『紅顔』 御気楽日記2001.12.03分



「そのお心」
「拾わせていただいて、よろしゅうございますか」


書名: 『紅顔』
著者:井上祐美子
発行所:講談社(講談社文庫)
ジャンル:歴史小説
おすすめ度:☆☆☆


「しまった」
 呉三桂はひとり、口走ってから立ちすくんだ。
(たった今、俺はなにを考えた)
 おのれの声を聞いて、はじめておのれの本心を垣間見たのだ。
(絶好の機会だったのに、とは思わなかったか?)
 なにが絶好の機会だ−。
(京師を制圧する機会だ)

 一瞬でも帝王でありたいと思ってしまった呉三桂。そんな、裏切り者と歴史に 書き残された呉三桂と傾国の美女円円の物語。

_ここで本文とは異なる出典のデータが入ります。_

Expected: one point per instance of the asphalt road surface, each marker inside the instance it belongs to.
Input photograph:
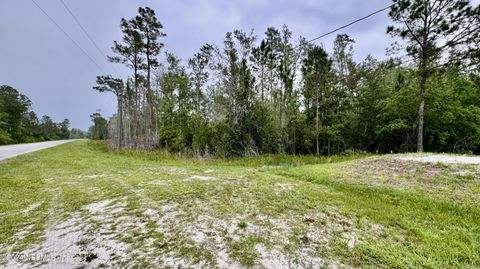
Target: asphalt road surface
(10, 151)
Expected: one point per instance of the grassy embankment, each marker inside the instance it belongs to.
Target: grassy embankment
(348, 211)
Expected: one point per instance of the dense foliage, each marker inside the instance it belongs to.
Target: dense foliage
(274, 95)
(19, 124)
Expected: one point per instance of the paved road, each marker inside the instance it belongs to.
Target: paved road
(10, 151)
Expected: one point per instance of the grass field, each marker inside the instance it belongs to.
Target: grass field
(79, 205)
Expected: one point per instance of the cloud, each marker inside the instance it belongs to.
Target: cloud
(41, 62)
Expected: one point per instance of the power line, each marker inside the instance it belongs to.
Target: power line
(88, 35)
(69, 37)
(349, 24)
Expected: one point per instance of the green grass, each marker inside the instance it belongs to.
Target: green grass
(192, 211)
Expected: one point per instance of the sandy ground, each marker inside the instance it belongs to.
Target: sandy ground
(11, 151)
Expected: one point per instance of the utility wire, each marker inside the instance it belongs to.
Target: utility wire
(89, 36)
(349, 24)
(69, 37)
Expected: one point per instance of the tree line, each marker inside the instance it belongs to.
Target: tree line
(253, 96)
(19, 124)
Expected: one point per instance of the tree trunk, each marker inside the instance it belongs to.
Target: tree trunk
(120, 124)
(421, 112)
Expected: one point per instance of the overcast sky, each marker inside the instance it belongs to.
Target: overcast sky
(41, 62)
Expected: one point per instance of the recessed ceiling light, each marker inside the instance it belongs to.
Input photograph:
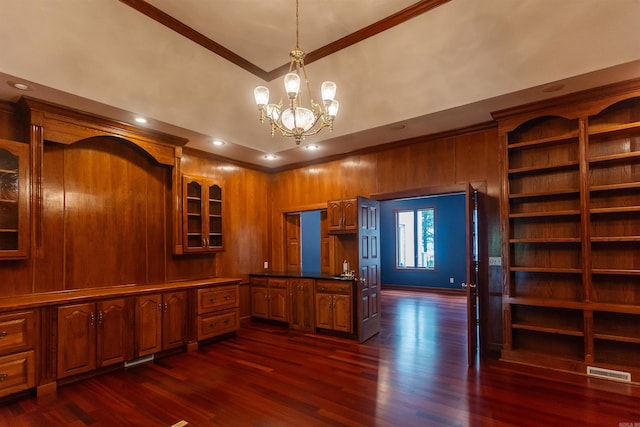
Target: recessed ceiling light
(553, 87)
(21, 86)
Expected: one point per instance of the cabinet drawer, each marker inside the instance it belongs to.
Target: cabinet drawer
(259, 281)
(213, 325)
(211, 299)
(334, 287)
(16, 331)
(277, 283)
(17, 373)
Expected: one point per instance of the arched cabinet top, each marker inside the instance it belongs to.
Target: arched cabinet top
(67, 126)
(572, 106)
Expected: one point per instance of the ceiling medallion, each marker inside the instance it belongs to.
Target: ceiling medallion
(297, 121)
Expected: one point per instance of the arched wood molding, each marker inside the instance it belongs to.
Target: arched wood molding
(67, 126)
(51, 122)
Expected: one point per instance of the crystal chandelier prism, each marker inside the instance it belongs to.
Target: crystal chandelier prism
(295, 120)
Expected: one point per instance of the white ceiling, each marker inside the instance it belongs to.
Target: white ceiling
(446, 68)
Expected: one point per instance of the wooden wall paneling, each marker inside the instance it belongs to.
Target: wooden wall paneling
(428, 163)
(49, 266)
(246, 222)
(106, 213)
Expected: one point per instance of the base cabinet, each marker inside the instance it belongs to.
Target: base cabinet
(334, 306)
(161, 321)
(218, 311)
(93, 335)
(269, 299)
(17, 357)
(302, 310)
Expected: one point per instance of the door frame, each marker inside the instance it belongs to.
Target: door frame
(483, 243)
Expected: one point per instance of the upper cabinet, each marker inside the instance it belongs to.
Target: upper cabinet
(201, 215)
(14, 200)
(342, 216)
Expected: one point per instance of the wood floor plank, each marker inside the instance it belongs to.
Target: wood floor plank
(414, 373)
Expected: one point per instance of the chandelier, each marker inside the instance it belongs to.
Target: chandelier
(295, 120)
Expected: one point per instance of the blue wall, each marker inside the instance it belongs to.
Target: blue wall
(450, 242)
(310, 237)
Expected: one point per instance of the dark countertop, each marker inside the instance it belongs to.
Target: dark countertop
(302, 274)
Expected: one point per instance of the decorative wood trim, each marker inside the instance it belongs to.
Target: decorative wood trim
(20, 302)
(349, 40)
(67, 126)
(589, 102)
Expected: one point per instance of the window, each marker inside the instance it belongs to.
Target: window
(415, 247)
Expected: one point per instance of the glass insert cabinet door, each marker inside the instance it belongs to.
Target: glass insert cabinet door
(202, 215)
(14, 200)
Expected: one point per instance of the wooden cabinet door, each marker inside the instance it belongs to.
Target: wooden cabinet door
(259, 301)
(342, 313)
(114, 335)
(201, 215)
(14, 200)
(174, 320)
(350, 214)
(323, 311)
(334, 215)
(278, 304)
(193, 215)
(148, 324)
(301, 291)
(76, 339)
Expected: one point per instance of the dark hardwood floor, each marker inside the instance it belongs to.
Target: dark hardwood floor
(414, 373)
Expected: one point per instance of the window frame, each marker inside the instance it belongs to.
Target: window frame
(415, 211)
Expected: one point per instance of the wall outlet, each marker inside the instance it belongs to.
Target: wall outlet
(495, 260)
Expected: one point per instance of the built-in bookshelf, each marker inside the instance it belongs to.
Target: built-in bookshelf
(570, 207)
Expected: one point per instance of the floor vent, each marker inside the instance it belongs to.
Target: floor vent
(609, 374)
(139, 361)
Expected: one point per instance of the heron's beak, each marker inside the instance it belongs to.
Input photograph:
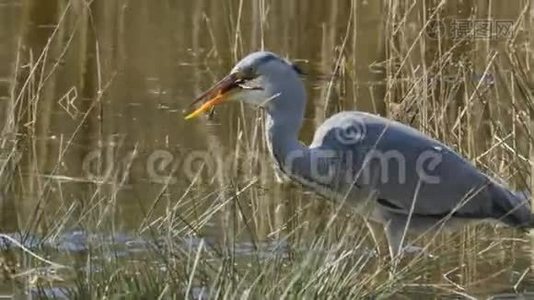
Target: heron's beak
(215, 95)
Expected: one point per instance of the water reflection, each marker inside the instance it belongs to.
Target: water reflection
(104, 132)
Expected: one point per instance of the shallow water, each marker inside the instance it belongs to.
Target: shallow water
(110, 124)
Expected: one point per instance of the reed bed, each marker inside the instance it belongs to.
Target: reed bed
(85, 216)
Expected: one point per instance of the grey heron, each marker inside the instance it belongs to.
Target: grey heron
(390, 172)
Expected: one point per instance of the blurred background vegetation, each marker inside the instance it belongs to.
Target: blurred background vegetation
(92, 94)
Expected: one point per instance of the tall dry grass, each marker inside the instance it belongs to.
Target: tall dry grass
(269, 240)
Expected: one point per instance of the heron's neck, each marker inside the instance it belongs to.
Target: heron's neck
(285, 148)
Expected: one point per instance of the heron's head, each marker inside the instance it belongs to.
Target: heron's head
(262, 79)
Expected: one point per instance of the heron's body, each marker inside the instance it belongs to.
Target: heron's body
(390, 172)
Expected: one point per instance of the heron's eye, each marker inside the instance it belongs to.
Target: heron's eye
(248, 73)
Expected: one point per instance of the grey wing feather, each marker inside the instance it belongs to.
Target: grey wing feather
(403, 165)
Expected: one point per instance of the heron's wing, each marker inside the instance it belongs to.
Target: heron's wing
(410, 170)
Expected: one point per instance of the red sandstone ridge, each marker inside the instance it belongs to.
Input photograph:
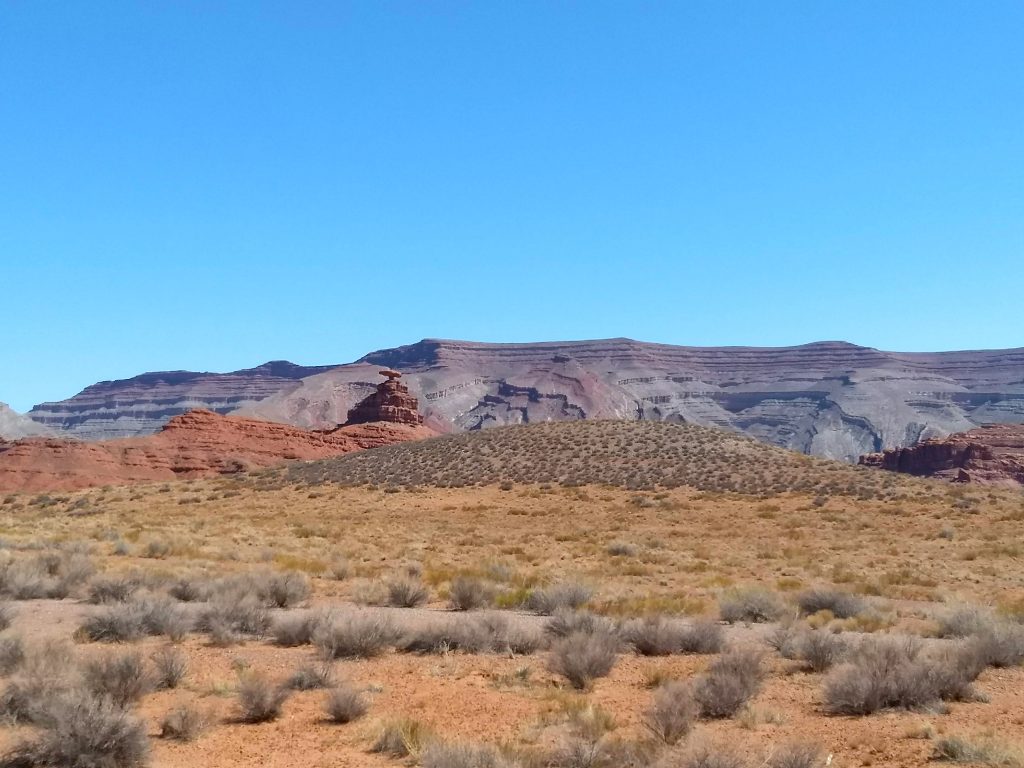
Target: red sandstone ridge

 歴史的に彼がいい評価をうけていないのは分かっているので、流れにのまれて流されていく しかない虚しさというような雰囲気が、そこはかとなく漂ってます。でも、その雰囲気嫌いじゃないです。
 気が付いてしまった自分の野心を消す事が出来なかった呉三桂の行く末とは…。

 呉三桂と円円に対するキャラクターが生き生きしています。帝王となりたい呉三桂に対する のは常に帝王であったドルゴン、裏切り者の呉三桂と円円に対して、滅び行く明へ節を守ろうとした 銭謙益と如是。それぞれに自分の想いを貫き生きて行く姿が、立場は違えどそれぞれ光っています。

 難点を言えば、歴史小説だけに歴史の説明的文章。ちょっと眠くなるかも。